Editor's note: Dr. Bassett's bio was updated in January 2026.
We all know that having access to wealth is crucial to leading healthier, more prosperous lives. Yet the enduring legacy of slavery in America has created vast disparities in wealth and opportunity for Black people. Can reparations for this destructive legacy serve as an important step toward supporting the health and healing of Black people in America?
I turned to Mary T. Bassett, M.D., to discuss this question. Dr. Bassett is an American physician and public health researcher, who directed the Harvard FXB Center for Health and Human Rights and, prior to that, served as New York State's health commissioner. Her answer to my question is that she believes reparations can help.
To achieve health equity, “what really needs fixing is access to resources,” she wrote in a thought-provoking 2021 New England Journal of Medicine Perspective with Sandro Galea, M.D. And that’s where reparations come in. By closing the racial wealth gap, reparations can help close the gap in racial health outcomes and life expectancy, which, for Dr. Bassett, is the ultimate goal.
I recently spoke with Dr. Bassett about the RWJF-funded research project at the FXB Center that she is leading, Making the Public Health Case for Reparations, which explores Black reparations as a public health strategy for achieving health equity. This is the first installment of our two-part conversation.
You’re a leading national thinker on the intersection of race, wealth, and health, but you haven’t previously focused on reparations and, more specifically, exploring the public health case for this type of approach. What led you to undertake this project, Making the Public Health Case for Reparations?
Dr. Bassett: First, the idea of reparations is not new. It’s literally centuries old, but it returned to public awareness only 10 years ago when Ta-Nehisi Coates published an article in The Atlantic. Obviously, I had heard of reparations, and, as I trained in medicine, I witnessed vast racial inequities in health.

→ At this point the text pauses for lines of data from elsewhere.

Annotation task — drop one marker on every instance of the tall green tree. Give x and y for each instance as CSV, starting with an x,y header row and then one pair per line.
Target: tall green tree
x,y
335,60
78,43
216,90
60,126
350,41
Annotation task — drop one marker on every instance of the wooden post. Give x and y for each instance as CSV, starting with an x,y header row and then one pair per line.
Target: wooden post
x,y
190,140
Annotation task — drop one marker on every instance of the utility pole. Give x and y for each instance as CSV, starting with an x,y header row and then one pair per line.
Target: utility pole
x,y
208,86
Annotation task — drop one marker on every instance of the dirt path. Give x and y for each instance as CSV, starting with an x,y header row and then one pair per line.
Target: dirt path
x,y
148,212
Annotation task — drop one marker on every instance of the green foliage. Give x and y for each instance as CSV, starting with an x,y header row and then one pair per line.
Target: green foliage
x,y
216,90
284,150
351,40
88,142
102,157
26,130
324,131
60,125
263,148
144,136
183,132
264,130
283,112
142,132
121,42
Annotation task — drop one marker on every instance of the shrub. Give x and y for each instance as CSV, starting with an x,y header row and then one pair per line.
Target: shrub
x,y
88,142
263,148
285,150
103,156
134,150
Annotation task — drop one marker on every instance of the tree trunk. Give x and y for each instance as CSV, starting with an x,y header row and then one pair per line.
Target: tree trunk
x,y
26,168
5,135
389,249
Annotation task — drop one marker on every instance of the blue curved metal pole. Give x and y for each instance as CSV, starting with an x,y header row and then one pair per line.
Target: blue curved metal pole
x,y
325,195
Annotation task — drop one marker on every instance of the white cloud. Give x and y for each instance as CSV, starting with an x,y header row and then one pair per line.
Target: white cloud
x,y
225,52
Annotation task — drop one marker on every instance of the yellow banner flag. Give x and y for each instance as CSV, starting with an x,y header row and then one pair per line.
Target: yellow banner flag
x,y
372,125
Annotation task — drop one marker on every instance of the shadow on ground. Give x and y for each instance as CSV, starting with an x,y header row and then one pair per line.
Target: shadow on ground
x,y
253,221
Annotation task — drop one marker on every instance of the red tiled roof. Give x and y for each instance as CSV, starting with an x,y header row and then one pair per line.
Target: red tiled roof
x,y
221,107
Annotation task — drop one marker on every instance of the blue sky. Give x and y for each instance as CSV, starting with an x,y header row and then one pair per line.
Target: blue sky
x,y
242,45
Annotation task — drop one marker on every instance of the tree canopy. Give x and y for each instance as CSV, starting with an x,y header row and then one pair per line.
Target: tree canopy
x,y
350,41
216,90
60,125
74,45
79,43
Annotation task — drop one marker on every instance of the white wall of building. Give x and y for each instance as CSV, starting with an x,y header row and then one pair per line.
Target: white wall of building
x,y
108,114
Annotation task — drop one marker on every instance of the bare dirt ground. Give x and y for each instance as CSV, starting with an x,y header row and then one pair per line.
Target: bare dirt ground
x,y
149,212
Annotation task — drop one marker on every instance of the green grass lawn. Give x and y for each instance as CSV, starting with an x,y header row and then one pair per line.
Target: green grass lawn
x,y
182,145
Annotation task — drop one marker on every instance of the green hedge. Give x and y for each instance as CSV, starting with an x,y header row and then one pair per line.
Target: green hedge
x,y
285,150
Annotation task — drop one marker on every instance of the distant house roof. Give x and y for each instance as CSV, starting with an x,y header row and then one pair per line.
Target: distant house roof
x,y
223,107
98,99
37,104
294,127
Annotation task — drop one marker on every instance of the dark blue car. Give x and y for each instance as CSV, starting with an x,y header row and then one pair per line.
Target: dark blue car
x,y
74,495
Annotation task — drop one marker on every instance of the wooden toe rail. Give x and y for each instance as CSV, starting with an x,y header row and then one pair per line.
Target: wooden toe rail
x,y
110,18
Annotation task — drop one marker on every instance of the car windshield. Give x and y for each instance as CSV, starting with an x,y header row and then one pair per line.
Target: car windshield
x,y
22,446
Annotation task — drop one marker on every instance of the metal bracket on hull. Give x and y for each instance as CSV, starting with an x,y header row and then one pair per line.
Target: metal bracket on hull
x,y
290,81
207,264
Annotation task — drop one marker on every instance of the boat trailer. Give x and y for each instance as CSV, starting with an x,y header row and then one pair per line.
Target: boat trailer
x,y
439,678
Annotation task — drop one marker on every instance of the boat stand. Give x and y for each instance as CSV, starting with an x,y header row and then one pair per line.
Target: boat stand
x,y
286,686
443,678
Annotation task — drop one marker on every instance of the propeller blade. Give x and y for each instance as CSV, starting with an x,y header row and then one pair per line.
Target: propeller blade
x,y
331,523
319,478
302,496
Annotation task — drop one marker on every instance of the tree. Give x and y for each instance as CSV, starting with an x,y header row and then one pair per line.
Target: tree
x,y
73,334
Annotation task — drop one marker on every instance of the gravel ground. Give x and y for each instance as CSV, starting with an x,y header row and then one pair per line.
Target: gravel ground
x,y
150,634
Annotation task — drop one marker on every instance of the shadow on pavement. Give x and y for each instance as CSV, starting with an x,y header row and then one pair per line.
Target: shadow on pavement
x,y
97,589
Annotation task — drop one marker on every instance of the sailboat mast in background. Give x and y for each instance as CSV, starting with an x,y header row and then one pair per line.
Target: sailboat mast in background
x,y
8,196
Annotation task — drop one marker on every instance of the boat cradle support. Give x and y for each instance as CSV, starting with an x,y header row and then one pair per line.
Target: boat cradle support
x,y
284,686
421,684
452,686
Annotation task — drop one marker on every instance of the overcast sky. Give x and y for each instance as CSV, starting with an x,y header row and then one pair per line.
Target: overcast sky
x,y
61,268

At the time of that article, though, I considered reparations a sort of fringe idea—morally sound but politically impossible, and therefore not worth pursuing. Only recently did I come to the idea that reparations are important to public health.
I’ve been thinking about the health of Black people for a long time. Since colonial times, Black people have been sicker and died younger than White people. Yes, we’ve made progress, but the gap persists, and it is much too large. And, of course, the COVID-19 pandemic highlighted how fragile these gains are.
Whatever has been done is not enough. We must be bolder if we want to save lives. People think of reparations as a political project. I’d like to think of them more as a humanitarian effort important to saving lives.